Glögg is a mulled wine drink hailing from Sweden or thereabouts, usually studded with nuts and dried fruit, and always with a powerful alcoholic kick. Ilaria takes a sip ... or two!
4 caradmom pods, crushed, seeds extracted ¼ tsp coriander seeds Small piece cinnamon bark 2-3 strips orange peel Few slices peeled ginger 1 bottle full bodied red wine 70g (2-3 ounces) caster or brown sugar 3 Tbsp slivered almonds 3 Tbsp raisins 50ml (use 1½-2 fl oz) brandy 100ml (use 3 fl oz) vodka
Glögg is very moreish, but if you glug it down it’s likely to put you over the limit for driving, so reserve it for occasions when friends are staying over or going home by taxi. You can use wine alone, leaving out the hard alcohol (yep, be a party pooper!). Serve it in mugs with spoons to dig out all the sodden fruit and nuts. They’re delicious! If liked, garnish with a fresh curl of orange peel, letting it fall into the hot wine to release the essential oils. Make it with white or brown sugar, and finish with port, vodka, brandy or sherry to taste. Leftover glögg can be reheated the following day.
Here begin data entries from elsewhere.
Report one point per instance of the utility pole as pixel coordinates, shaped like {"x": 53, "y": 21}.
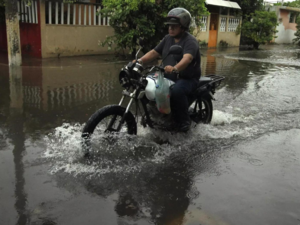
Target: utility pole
{"x": 13, "y": 33}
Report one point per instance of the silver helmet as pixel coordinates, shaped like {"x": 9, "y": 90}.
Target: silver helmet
{"x": 179, "y": 16}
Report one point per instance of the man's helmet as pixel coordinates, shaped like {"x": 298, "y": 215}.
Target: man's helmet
{"x": 179, "y": 16}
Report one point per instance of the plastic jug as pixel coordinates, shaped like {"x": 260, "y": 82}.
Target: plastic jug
{"x": 162, "y": 94}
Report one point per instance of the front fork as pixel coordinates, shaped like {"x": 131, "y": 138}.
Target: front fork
{"x": 113, "y": 120}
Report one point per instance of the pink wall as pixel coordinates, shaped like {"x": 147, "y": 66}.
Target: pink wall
{"x": 284, "y": 15}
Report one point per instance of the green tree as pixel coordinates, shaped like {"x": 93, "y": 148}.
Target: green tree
{"x": 290, "y": 4}
{"x": 259, "y": 28}
{"x": 133, "y": 19}
{"x": 296, "y": 40}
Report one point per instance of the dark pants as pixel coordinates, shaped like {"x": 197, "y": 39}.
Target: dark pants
{"x": 179, "y": 99}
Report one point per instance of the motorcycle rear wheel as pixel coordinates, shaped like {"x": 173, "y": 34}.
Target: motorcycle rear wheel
{"x": 107, "y": 120}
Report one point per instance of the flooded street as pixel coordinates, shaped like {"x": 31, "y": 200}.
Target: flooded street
{"x": 243, "y": 168}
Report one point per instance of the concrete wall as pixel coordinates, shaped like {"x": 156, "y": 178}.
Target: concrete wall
{"x": 285, "y": 30}
{"x": 230, "y": 37}
{"x": 72, "y": 40}
{"x": 64, "y": 40}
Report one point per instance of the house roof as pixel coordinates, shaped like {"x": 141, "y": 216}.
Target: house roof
{"x": 223, "y": 3}
{"x": 290, "y": 8}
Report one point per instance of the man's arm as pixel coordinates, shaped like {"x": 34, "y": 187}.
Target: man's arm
{"x": 184, "y": 62}
{"x": 149, "y": 56}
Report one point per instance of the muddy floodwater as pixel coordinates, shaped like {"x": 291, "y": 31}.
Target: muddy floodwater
{"x": 242, "y": 169}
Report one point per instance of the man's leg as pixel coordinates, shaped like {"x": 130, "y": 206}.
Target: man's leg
{"x": 179, "y": 102}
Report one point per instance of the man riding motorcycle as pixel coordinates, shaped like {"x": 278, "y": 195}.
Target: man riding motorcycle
{"x": 185, "y": 71}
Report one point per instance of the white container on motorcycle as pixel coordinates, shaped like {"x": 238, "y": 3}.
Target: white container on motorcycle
{"x": 151, "y": 86}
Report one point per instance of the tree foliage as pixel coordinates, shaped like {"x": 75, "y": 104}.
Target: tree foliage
{"x": 296, "y": 40}
{"x": 290, "y": 4}
{"x": 133, "y": 19}
{"x": 260, "y": 27}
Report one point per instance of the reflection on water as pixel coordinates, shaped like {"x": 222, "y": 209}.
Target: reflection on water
{"x": 256, "y": 98}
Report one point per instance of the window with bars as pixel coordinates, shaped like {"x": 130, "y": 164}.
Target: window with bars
{"x": 233, "y": 24}
{"x": 86, "y": 14}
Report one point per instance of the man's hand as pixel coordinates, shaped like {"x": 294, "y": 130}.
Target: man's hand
{"x": 169, "y": 69}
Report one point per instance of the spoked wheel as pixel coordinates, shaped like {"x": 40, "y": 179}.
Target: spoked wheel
{"x": 202, "y": 111}
{"x": 107, "y": 120}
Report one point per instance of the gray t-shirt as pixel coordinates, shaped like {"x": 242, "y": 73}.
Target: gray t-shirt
{"x": 189, "y": 45}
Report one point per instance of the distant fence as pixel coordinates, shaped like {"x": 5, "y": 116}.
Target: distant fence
{"x": 232, "y": 25}
{"x": 28, "y": 13}
{"x": 85, "y": 14}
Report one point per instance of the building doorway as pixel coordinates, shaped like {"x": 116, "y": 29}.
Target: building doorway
{"x": 213, "y": 30}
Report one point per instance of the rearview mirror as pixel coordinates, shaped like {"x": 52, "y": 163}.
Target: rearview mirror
{"x": 141, "y": 42}
{"x": 175, "y": 50}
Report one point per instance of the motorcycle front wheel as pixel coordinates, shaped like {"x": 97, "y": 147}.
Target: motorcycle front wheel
{"x": 108, "y": 120}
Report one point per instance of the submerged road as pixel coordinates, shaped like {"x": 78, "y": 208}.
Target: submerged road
{"x": 243, "y": 168}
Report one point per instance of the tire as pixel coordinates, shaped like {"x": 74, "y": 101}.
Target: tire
{"x": 205, "y": 114}
{"x": 101, "y": 119}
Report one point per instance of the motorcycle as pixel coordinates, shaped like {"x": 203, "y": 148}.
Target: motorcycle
{"x": 139, "y": 86}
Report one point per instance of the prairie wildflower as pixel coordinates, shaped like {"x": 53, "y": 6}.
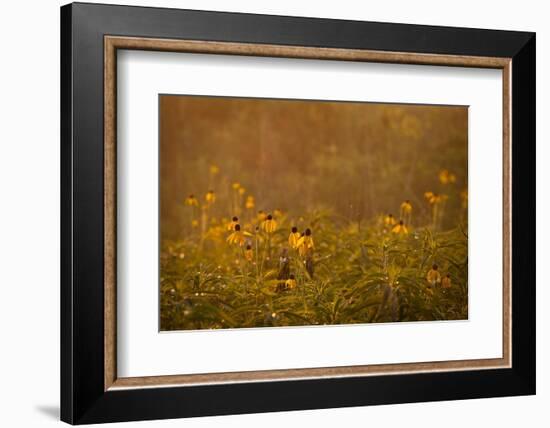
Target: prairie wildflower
{"x": 400, "y": 228}
{"x": 290, "y": 283}
{"x": 389, "y": 220}
{"x": 269, "y": 225}
{"x": 231, "y": 225}
{"x": 406, "y": 208}
{"x": 293, "y": 237}
{"x": 237, "y": 237}
{"x": 445, "y": 177}
{"x": 192, "y": 201}
{"x": 261, "y": 216}
{"x": 406, "y": 212}
{"x": 432, "y": 198}
{"x": 248, "y": 253}
{"x": 433, "y": 277}
{"x": 210, "y": 197}
{"x": 305, "y": 243}
{"x": 249, "y": 204}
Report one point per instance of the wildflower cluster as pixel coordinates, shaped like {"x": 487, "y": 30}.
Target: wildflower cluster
{"x": 242, "y": 262}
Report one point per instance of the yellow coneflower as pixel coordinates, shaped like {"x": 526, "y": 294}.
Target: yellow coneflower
{"x": 389, "y": 220}
{"x": 238, "y": 237}
{"x": 248, "y": 253}
{"x": 293, "y": 237}
{"x": 446, "y": 282}
{"x": 432, "y": 198}
{"x": 445, "y": 177}
{"x": 400, "y": 228}
{"x": 231, "y": 225}
{"x": 249, "y": 204}
{"x": 305, "y": 243}
{"x": 406, "y": 208}
{"x": 261, "y": 216}
{"x": 433, "y": 277}
{"x": 290, "y": 283}
{"x": 269, "y": 225}
{"x": 192, "y": 201}
{"x": 210, "y": 197}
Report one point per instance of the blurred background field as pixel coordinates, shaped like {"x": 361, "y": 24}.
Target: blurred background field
{"x": 380, "y": 189}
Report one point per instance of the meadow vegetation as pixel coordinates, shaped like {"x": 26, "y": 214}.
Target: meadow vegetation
{"x": 340, "y": 230}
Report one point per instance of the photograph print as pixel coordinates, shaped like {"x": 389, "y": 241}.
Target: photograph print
{"x": 284, "y": 212}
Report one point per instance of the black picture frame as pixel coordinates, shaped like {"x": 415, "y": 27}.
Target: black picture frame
{"x": 83, "y": 399}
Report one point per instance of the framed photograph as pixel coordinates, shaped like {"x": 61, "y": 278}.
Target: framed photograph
{"x": 267, "y": 213}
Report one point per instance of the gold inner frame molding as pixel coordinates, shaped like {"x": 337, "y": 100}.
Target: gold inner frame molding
{"x": 113, "y": 43}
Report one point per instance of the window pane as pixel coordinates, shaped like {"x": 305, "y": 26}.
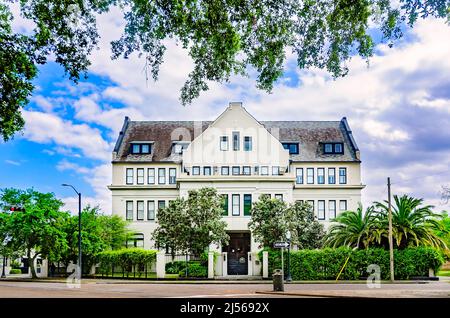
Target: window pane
{"x": 321, "y": 209}
{"x": 247, "y": 143}
{"x": 310, "y": 175}
{"x": 151, "y": 175}
{"x": 129, "y": 207}
{"x": 247, "y": 204}
{"x": 161, "y": 176}
{"x": 150, "y": 210}
{"x": 129, "y": 176}
{"x": 299, "y": 175}
{"x": 140, "y": 213}
{"x": 172, "y": 176}
{"x": 331, "y": 209}
{"x": 331, "y": 175}
{"x": 224, "y": 143}
{"x": 145, "y": 148}
{"x": 235, "y": 140}
{"x": 225, "y": 171}
{"x": 320, "y": 175}
{"x": 236, "y": 205}
{"x": 264, "y": 170}
{"x": 140, "y": 176}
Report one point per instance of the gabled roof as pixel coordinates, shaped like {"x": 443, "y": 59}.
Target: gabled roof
{"x": 309, "y": 135}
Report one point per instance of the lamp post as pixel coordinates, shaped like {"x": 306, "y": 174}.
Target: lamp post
{"x": 79, "y": 227}
{"x": 289, "y": 277}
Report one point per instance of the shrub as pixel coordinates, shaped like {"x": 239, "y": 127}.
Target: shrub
{"x": 325, "y": 264}
{"x": 195, "y": 269}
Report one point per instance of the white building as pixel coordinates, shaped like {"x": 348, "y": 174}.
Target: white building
{"x": 157, "y": 161}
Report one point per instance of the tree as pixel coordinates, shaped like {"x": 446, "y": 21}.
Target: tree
{"x": 306, "y": 231}
{"x": 268, "y": 222}
{"x": 192, "y": 224}
{"x": 37, "y": 230}
{"x": 99, "y": 233}
{"x": 223, "y": 38}
{"x": 353, "y": 229}
{"x": 413, "y": 223}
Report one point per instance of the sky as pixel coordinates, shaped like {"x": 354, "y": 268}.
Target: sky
{"x": 398, "y": 108}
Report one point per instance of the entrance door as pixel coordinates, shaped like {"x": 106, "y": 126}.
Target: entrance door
{"x": 237, "y": 250}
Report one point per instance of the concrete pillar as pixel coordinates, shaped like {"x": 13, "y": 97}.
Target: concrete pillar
{"x": 265, "y": 264}
{"x": 161, "y": 265}
{"x": 224, "y": 264}
{"x": 211, "y": 265}
{"x": 250, "y": 264}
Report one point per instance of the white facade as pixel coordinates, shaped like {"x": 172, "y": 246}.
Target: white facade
{"x": 240, "y": 157}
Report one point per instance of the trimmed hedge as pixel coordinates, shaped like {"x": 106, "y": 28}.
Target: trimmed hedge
{"x": 127, "y": 260}
{"x": 326, "y": 263}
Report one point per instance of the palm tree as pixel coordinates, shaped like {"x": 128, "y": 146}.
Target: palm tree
{"x": 413, "y": 224}
{"x": 352, "y": 228}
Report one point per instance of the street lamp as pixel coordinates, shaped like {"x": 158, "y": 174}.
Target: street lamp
{"x": 288, "y": 237}
{"x": 79, "y": 226}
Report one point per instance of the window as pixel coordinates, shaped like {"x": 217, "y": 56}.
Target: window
{"x": 224, "y": 143}
{"x": 292, "y": 147}
{"x": 150, "y": 210}
{"x": 137, "y": 240}
{"x": 129, "y": 207}
{"x": 331, "y": 175}
{"x": 140, "y": 212}
{"x": 207, "y": 171}
{"x": 130, "y": 176}
{"x": 275, "y": 170}
{"x": 161, "y": 176}
{"x": 310, "y": 175}
{"x": 225, "y": 170}
{"x": 235, "y": 140}
{"x": 299, "y": 175}
{"x": 195, "y": 170}
{"x": 140, "y": 148}
{"x": 172, "y": 175}
{"x": 333, "y": 148}
{"x": 225, "y": 204}
{"x": 264, "y": 170}
{"x": 321, "y": 209}
{"x": 247, "y": 204}
{"x": 320, "y": 175}
{"x": 151, "y": 175}
{"x": 247, "y": 143}
{"x": 236, "y": 205}
{"x": 342, "y": 205}
{"x": 342, "y": 175}
{"x": 140, "y": 176}
{"x": 331, "y": 209}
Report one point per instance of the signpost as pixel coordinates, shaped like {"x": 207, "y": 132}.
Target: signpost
{"x": 281, "y": 245}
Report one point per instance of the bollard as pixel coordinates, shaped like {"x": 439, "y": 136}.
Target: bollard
{"x": 278, "y": 280}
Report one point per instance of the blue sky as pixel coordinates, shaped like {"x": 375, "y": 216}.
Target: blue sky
{"x": 398, "y": 109}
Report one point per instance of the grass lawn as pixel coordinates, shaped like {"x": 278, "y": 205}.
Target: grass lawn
{"x": 445, "y": 272}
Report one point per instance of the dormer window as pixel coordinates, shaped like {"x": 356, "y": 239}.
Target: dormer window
{"x": 141, "y": 148}
{"x": 292, "y": 147}
{"x": 333, "y": 148}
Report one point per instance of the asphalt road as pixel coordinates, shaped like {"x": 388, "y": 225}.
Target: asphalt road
{"x": 115, "y": 289}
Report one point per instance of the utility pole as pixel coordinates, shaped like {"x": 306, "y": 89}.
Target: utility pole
{"x": 391, "y": 243}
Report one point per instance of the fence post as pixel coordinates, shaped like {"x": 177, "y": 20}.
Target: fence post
{"x": 224, "y": 264}
{"x": 211, "y": 265}
{"x": 265, "y": 264}
{"x": 160, "y": 265}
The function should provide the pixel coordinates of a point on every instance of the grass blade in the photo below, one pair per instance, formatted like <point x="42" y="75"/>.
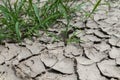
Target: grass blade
<point x="18" y="34"/>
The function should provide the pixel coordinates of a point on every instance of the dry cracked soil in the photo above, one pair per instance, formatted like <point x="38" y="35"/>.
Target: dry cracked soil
<point x="96" y="58"/>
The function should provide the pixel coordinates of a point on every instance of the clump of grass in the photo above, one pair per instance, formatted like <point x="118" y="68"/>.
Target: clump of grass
<point x="24" y="18"/>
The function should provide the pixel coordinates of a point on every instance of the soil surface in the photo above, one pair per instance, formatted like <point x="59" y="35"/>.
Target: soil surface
<point x="97" y="57"/>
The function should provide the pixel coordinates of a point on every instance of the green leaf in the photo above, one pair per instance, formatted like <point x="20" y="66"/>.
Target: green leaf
<point x="36" y="10"/>
<point x="18" y="33"/>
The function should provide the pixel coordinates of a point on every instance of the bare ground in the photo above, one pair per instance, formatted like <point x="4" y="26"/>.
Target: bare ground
<point x="96" y="58"/>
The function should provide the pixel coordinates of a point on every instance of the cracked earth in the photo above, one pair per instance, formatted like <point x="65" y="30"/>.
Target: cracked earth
<point x="96" y="58"/>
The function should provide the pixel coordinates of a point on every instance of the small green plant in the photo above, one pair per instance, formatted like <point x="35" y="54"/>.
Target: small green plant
<point x="25" y="18"/>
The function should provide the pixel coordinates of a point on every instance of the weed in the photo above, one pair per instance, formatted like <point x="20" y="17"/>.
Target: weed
<point x="24" y="18"/>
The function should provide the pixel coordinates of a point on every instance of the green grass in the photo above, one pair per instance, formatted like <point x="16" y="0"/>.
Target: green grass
<point x="25" y="18"/>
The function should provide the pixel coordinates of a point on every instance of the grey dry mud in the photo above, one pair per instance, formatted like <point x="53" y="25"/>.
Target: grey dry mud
<point x="96" y="58"/>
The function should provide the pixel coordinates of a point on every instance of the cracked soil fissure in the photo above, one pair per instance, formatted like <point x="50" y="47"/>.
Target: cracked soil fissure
<point x="96" y="58"/>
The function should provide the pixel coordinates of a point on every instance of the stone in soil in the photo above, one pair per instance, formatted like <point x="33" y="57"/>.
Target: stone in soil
<point x="65" y="66"/>
<point x="90" y="72"/>
<point x="72" y="51"/>
<point x="32" y="67"/>
<point x="108" y="68"/>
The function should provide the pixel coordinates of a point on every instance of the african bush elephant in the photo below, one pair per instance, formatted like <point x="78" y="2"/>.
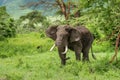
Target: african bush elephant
<point x="78" y="39"/>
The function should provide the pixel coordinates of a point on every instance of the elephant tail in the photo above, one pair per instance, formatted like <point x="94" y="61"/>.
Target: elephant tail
<point x="92" y="53"/>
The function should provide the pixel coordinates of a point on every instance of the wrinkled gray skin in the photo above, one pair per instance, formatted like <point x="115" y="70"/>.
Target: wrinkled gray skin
<point x="78" y="39"/>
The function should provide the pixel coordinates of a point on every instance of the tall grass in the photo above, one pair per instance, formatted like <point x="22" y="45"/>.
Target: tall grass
<point x="27" y="57"/>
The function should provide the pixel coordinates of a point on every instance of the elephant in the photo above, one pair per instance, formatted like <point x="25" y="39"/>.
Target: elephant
<point x="78" y="39"/>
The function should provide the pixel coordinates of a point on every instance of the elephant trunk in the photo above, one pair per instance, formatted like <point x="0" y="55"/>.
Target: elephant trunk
<point x="66" y="49"/>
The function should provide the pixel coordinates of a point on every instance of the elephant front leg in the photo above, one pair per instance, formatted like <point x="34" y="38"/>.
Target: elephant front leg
<point x="63" y="58"/>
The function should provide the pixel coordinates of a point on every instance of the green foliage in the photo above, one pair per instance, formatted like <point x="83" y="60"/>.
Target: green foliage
<point x="7" y="25"/>
<point x="33" y="21"/>
<point x="27" y="56"/>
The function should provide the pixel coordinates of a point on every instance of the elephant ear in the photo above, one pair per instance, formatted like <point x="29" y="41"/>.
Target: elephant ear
<point x="51" y="32"/>
<point x="74" y="35"/>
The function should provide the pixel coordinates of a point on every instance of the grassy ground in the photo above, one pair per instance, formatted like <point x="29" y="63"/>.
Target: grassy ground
<point x="27" y="57"/>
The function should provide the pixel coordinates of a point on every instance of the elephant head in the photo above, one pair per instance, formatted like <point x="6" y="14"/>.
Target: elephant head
<point x="63" y="35"/>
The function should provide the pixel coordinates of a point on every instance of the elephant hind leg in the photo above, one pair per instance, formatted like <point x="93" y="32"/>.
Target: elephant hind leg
<point x="85" y="54"/>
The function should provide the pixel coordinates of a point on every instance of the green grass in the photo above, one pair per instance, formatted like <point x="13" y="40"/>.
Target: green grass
<point x="21" y="60"/>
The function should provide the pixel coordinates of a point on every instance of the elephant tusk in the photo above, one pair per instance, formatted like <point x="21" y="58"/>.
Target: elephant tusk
<point x="52" y="47"/>
<point x="66" y="49"/>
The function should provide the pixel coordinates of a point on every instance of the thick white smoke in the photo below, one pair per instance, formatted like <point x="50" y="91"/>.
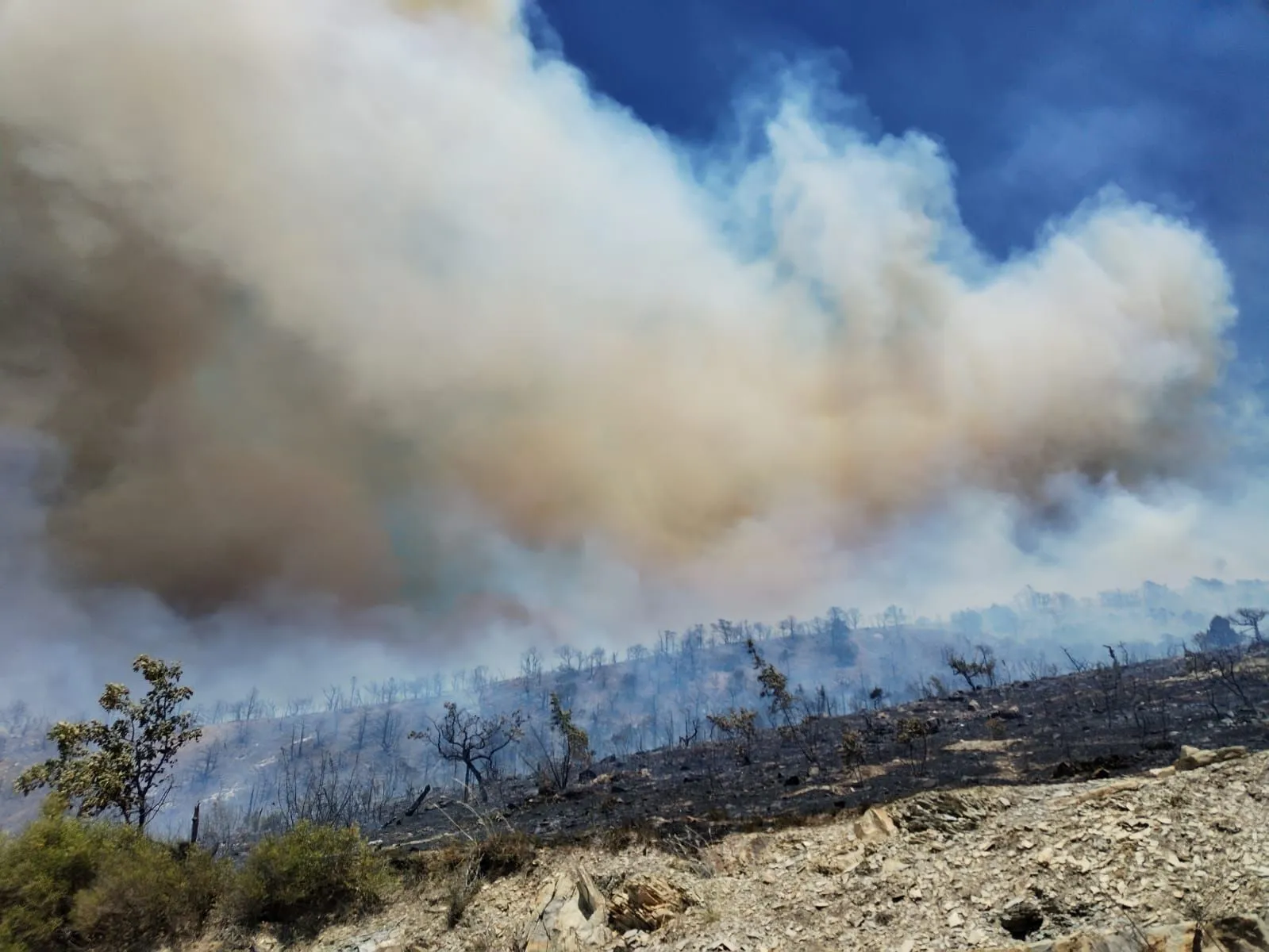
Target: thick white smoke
<point x="372" y="301"/>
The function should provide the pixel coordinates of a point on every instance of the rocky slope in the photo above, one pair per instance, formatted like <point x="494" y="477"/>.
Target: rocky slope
<point x="1175" y="858"/>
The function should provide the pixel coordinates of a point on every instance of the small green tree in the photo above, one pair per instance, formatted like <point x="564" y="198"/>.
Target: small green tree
<point x="122" y="763"/>
<point x="569" y="748"/>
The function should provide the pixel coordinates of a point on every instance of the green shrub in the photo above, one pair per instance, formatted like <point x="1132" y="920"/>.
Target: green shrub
<point x="309" y="876"/>
<point x="144" y="890"/>
<point x="72" y="884"/>
<point x="40" y="871"/>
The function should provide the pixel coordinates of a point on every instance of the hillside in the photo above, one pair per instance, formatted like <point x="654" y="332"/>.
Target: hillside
<point x="1131" y="861"/>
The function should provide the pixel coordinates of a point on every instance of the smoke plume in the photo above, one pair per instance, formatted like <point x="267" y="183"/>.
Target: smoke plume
<point x="376" y="302"/>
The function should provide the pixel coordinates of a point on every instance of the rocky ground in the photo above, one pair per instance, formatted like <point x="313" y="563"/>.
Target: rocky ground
<point x="1177" y="858"/>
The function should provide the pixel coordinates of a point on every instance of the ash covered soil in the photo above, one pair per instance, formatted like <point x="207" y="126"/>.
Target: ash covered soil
<point x="1173" y="860"/>
<point x="1110" y="810"/>
<point x="1093" y="725"/>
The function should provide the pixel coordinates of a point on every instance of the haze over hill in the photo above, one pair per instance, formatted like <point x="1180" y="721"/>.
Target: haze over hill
<point x="335" y="328"/>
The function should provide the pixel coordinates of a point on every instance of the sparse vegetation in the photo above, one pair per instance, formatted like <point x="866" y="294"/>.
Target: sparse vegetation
<point x="125" y="763"/>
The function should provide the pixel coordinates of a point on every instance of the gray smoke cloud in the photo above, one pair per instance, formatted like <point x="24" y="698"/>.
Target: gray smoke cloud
<point x="325" y="306"/>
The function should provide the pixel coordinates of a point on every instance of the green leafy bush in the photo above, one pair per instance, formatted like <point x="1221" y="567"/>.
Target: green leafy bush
<point x="71" y="884"/>
<point x="310" y="876"/>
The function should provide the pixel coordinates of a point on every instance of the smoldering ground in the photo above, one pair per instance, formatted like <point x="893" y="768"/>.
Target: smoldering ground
<point x="376" y="305"/>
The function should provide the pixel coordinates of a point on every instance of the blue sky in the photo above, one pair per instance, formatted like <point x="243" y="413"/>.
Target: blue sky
<point x="1038" y="105"/>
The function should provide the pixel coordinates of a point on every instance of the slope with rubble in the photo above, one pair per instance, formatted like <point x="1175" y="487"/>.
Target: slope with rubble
<point x="1175" y="858"/>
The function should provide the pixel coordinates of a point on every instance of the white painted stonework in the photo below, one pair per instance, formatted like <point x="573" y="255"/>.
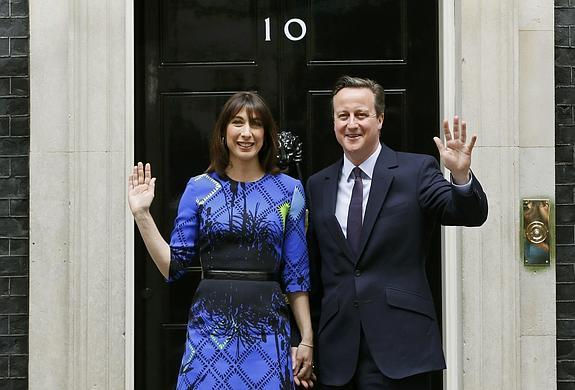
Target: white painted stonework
<point x="78" y="225"/>
<point x="497" y="73"/>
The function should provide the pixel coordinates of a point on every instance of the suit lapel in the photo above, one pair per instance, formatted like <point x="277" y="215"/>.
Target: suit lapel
<point x="380" y="183"/>
<point x="331" y="181"/>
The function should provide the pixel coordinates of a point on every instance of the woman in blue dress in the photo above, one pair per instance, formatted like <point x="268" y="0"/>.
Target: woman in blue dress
<point x="243" y="222"/>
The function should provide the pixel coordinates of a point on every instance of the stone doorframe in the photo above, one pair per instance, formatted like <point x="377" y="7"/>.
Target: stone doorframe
<point x="496" y="69"/>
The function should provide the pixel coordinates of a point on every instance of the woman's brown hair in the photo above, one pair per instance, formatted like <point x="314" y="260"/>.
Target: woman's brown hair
<point x="255" y="107"/>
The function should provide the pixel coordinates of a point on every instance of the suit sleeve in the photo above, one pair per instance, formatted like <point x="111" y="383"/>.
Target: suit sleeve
<point x="441" y="199"/>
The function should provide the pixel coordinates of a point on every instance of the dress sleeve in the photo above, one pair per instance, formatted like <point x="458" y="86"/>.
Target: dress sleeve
<point x="184" y="235"/>
<point x="295" y="271"/>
1 Bundle the spices, orange peel and ginger in a piece of muslin and tie with string.
2 In a saucepan dissolve sugar in red wine, stirring. Add slivered almonds and raisins and the bag of spices. Turn off heat, cover pan and infuse for 2 hours. Gently reheat wine until piping hot, turn off heat, cover and infuse again for several hours.
3 When ready to serve, reheat, remove bag of spices and add brandy and vodka. Serve piping hot in mugs with long spoons.